TÜİK tarafından hazırlanan 2022 Yaşam Memnuniyeti Araştırması’na göre Türkiye’de yaş azaldıkça mutluluk oranı da azalıyor. Burada özellikle 25-34 yaş grubuna dikkat etmek gerekiyor. Üniversiteden mezun olmuş ve işsizlik gerçeğiyle baş başa kalmış, diğer taraftan işe girse dahi görece daha az yıllık kazanç elde eden, aldığı düşük maaşla barınma, ulaşım gibi temel ihtiyaçlarını gidermeye çalışan bu yaş grubunun en düşük mutluluk oranına sahip grup olduğu görülüyor. Ek olarak 18-24 yaş arasındaki gençlerin mutluluk düzeyinin yıllar içindeki değişimi incelendiğinde ise 2003-2019 aralığında mutlu hisseden gençlerin oranı %55’in üzerindeyken bu oran 2019 sonrası %45 civarına düşüyor.

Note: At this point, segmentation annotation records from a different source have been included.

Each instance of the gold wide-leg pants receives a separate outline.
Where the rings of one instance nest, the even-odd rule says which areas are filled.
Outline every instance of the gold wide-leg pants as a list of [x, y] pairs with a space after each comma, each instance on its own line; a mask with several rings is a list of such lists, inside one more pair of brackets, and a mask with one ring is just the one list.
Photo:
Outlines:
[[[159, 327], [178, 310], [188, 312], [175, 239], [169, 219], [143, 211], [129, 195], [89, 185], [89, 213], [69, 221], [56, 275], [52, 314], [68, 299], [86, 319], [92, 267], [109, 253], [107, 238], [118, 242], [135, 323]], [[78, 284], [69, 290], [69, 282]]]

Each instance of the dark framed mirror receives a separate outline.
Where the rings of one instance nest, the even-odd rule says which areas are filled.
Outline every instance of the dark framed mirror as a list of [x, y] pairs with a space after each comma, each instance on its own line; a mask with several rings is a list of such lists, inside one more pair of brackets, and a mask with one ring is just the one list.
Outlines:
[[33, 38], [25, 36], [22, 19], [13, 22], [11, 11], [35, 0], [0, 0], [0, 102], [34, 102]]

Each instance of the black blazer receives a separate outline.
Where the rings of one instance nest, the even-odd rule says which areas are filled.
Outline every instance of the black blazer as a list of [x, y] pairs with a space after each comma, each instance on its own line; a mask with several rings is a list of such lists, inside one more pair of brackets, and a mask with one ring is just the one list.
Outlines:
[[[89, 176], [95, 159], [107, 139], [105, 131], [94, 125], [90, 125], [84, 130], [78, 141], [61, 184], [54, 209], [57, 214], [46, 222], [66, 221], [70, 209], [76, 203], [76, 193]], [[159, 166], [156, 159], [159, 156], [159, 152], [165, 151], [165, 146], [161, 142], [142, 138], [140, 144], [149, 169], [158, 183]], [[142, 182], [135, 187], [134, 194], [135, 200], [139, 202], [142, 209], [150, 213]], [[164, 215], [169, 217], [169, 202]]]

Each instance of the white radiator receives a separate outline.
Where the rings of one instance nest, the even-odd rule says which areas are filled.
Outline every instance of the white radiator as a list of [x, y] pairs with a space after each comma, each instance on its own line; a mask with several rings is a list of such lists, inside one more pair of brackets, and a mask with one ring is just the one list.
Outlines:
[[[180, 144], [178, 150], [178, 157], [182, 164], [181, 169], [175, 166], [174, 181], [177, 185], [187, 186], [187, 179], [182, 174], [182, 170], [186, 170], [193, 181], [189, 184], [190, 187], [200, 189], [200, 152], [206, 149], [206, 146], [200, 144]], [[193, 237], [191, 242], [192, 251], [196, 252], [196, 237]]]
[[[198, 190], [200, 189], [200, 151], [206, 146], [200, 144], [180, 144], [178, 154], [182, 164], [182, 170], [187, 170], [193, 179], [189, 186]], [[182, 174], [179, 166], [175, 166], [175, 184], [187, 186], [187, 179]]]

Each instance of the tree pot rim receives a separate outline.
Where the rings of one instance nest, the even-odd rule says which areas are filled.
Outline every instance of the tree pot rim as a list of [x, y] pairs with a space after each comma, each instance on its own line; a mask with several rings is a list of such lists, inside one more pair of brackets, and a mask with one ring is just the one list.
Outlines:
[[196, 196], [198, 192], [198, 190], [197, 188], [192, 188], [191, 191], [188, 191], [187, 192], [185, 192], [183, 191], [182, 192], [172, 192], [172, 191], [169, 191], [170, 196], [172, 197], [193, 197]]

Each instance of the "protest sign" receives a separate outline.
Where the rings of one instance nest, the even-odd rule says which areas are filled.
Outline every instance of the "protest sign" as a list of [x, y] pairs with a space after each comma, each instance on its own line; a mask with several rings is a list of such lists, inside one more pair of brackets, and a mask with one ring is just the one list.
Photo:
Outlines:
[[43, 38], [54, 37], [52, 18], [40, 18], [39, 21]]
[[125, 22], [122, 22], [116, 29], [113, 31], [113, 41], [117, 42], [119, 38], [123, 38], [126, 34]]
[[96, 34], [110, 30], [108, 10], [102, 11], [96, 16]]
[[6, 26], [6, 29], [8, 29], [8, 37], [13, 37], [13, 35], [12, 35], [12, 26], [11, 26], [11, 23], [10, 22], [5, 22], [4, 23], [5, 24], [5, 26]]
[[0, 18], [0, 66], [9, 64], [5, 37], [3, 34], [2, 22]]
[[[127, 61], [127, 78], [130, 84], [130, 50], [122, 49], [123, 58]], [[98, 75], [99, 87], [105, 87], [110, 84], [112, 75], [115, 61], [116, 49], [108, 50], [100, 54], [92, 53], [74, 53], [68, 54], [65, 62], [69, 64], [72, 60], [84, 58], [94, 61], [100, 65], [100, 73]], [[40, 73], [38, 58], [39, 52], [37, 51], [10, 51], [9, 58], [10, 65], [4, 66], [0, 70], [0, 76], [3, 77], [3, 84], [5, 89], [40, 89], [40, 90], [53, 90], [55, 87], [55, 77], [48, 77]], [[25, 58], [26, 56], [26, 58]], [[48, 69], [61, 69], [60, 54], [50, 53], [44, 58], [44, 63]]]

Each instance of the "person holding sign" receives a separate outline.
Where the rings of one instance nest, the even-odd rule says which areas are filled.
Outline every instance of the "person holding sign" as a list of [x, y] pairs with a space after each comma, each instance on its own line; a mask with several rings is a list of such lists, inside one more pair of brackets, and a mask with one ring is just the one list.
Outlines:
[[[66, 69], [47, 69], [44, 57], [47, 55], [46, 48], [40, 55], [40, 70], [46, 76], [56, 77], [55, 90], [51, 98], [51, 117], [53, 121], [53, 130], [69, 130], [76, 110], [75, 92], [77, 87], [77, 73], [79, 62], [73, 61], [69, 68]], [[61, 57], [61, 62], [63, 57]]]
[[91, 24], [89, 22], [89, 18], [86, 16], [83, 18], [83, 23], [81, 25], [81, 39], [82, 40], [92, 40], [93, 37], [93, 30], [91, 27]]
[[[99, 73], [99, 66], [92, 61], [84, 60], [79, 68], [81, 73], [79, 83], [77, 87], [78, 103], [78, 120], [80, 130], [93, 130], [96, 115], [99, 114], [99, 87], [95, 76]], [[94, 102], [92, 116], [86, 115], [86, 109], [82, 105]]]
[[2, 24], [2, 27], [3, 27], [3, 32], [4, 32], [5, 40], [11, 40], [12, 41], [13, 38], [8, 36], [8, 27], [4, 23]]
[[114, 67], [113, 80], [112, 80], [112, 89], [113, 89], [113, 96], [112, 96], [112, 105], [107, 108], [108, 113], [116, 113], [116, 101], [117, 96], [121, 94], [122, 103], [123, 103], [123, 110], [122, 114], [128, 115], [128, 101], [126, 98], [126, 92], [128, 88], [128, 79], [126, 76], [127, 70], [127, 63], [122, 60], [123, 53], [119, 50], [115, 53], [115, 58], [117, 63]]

Sonuç itibariyle; gelir, servet, güvencesizlik, iyi olma hâlindeki eşitsizlikler gençlerin diğer yaş gruplarına göre sosyal, siyasi ve iktisadi her konuda algılama biçimini önemli ölçüde farklılaşmasına sebebiyet veriyor. Günümüz Türkiye’sinde kuşaklararası çatışma henüz etnik, mezhepsel, dindarlık/sekülerlik, cinsiyet ayrışmaları kadar önemli bir fay hattı olmasa da önümüzdeki 10 yıl içinde ekonomik krizin de derinleşmesiyle en az onlar kadar önemli bir fay hattı olarak karşımıza çıkabilir.